Facteur du coût initial des installations en place pour une installation d’alimentation partagée

Positions des parties
  1. Bell Canada a précisé qu’elle avait réparti les coûts de l’installation d’alimentation partagéeNote de bas de page 13 entre les utilisateurs, au moyen d’un facteur du coût initial des installations en place (CII) Note de bas de page 14 pour chaque tranche de vitesses de service, qui tenait compte du fait que les utilisateurs ayant des accès à plus haute vitesse utiliseront une plus grande part de la capacité du réseau d’alimentation. Bell Canada a réparti les coûts entre les tranches de tarif pour des vitesses précises selon l’utilisation de l’installation partagée dans ces tranches.
  2. Bell Canada a affirmé que les torons de fibre et le répartiteur dans l’armoire de raccordement optique sont fournis pour appuyer 32 utilisateurs finals, peu importe la vitesse à laquelle ils s’abonnent. Bell Canada a aussi précisé que le facteur déterminant pour la prochaine unité de demande est l’utilisateur (ou l’accès) supplémentaire, et non la croissance du trafic généré par les utilisateurs.
  3. TCI a proposé une répartition similaire pour ses installations de fibre partagées, répartissant les coûts pour les composantes de réseau partagées dans le réseau d’accès à l’échelle des vitesses selon les profils d’utilisation.
  4. TCI a indiqué que sa répartition ne dépend pas des dépenses en capital et a soutenu que, dans la décision de télécom 2021-181, le Conseil a reconnu qu’un tarif unique pour toutes les vitesses de service, tel que déterminé dans l’ordonnance de télécom 2019-288, pourrait modifier considérablement les habitudes d’utilisation prévues des utilisateurs finals des concurrents, puisqu’il n’y a pas d’incitatif de prix pour que les utilisateurs finals de services à faible vitesse, qui ont généralement une utilisation moindre, restent abonnés aux services offrant des vitesses moins élevées.
Analyse du Conseil
  1. Le Conseil estime que la cause de l’inclusion des coûts différentiels à l’étude de coûts (et le tarif provisoire proposé) devrait être du rapport de capacité 1:32 de l’installation d’alimentation partagée, et non de l’utilisation consommée par chacun de ces 32 accès. Le Conseil est d’avis que l’incidence liée à l’utilisation d’un facteur de CII partagé pour une installation d’alimentation partagée pourrait nuire à la demande pour des services FTTP de vitesse plus élevée en raison de leurs tarifs plus élevés. Le Conseil est également d’avis que, puisque la répartition proposée a été effectuée en s’appuyant sur un mélange donné d’utilisateurs de services à faible vitesse et à vitesse plus élevée utilisant une seule installation de fibre, il pourrait y avoir un recouvrement excessif des coûts de la part de Bell Canada au fur et à mesure qu’un plus grand nombre d’utilisateurs migrent vers des services à des vitesses plus élevées.
  2. Le Conseil estime que les questions qu’il a examinées par rapport à l’approche de répartition de TCI sont semblables à celles examinées par rapport au facteur CII de Bell Canada.
Conclusion
  1. Compte tenu de ce qui précède, le Conseil refuse provisoirement la demande de Bell Canada à l’égard d’un facteur CII pour une installation d’alimentation partagée. Éliminer ce facteur donne un seul tarif provisoire pour tous les accès FTTP pour Bell Canada sur réseau optique passif gigabit (pour des vitesses allant jusqu’à 1,5 Gbps) et un seul tarif pour tous les accès FTTP pour Bell Canada sur réseau optique passif symétrique de 10 gigabits (pour des vitesses supérieures à 1,5 Gbps).
  2. En outre, le Conseil refuse provisoirement la méthode de répartition de TCI pour son installation partagée dans son territoire de desserte au Québec.

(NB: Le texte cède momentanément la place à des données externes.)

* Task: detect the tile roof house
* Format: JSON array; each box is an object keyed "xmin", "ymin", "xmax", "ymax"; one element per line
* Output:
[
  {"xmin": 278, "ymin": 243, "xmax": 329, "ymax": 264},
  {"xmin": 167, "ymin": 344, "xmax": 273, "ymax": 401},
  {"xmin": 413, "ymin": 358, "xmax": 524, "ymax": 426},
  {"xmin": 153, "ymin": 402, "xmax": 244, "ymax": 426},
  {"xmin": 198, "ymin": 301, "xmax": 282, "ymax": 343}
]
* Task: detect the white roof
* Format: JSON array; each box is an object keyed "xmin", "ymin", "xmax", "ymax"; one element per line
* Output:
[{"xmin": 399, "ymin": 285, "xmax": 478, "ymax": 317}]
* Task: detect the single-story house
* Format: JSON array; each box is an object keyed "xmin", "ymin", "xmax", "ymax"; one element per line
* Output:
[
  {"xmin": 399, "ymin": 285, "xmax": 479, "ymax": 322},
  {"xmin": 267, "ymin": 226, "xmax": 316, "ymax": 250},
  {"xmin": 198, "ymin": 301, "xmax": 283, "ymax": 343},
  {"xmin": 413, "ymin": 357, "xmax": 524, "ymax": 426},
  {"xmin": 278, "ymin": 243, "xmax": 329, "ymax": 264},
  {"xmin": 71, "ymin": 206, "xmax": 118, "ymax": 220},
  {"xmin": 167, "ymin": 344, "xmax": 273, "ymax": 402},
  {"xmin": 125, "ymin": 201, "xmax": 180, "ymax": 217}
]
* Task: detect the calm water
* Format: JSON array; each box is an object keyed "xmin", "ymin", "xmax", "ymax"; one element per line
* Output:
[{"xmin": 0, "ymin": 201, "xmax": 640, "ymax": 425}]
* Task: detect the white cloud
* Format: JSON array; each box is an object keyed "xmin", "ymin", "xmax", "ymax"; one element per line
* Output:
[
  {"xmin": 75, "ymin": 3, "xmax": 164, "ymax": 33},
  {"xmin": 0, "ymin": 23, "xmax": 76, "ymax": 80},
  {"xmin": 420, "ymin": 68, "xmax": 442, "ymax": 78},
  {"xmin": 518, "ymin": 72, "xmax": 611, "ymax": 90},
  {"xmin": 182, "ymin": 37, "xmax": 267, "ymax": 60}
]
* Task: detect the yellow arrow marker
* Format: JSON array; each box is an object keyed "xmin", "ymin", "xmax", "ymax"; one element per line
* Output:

Majoration de la valeur de l’option pour les vitesses de plusieurs gigabits

Positions des parties
  1. Bell Canada a indiqué que les tarifs pour son accès temporaire aux installations FTTP de plusieurs gigabits devraient inclure une majoration supplémentaire de 33,2 % pour tenir compte du risque que l’entreprise assume lorsqu’elle accorde aux concurrents la capacité de demander l’accès à un tarif fixe et prédéterminé. Bell Canada a nommé cette majoration supplémentaire la majoration de la valeur de l’option réelle.
  2. Bell Canada a soutenu que la majoration de la valeur de l’option réelle est une majoration supplémentaire qui veillera à ce que les mesures incitatives économiques appropriées soient fournies à tous les participants du marché – tant les entreprises titulaires que les concurrents. Elle a aussi argué que pour soutenir des investissements efficaces dans le réseau, il faut appliquer la majoration à la partie des coûts de la Phase II qui ne peuvent pas être redéployés.
Analyse du Conseil
  1. Bell Canada n’a pas fourni suffisamment de preuves pour démontrer pourquoi la majoration de la valeur de l’option réelle devrait être appliquée aux actifs non redéployables pour l’accès FTTP de plusieurs gigabits, alors que les mêmes actifs ne sont pas attribués de la même façon dans le cadre d’un accès FTTP qui n’est pas de plusieurs gigabits.
Conclusion
  1. Compte tenu de ce qui précède, le Conseil refuse provisoirement la demande de Bell Canada à l’égard d’une majoration provisoire de la valeur de l’option réelle de 33,2 %.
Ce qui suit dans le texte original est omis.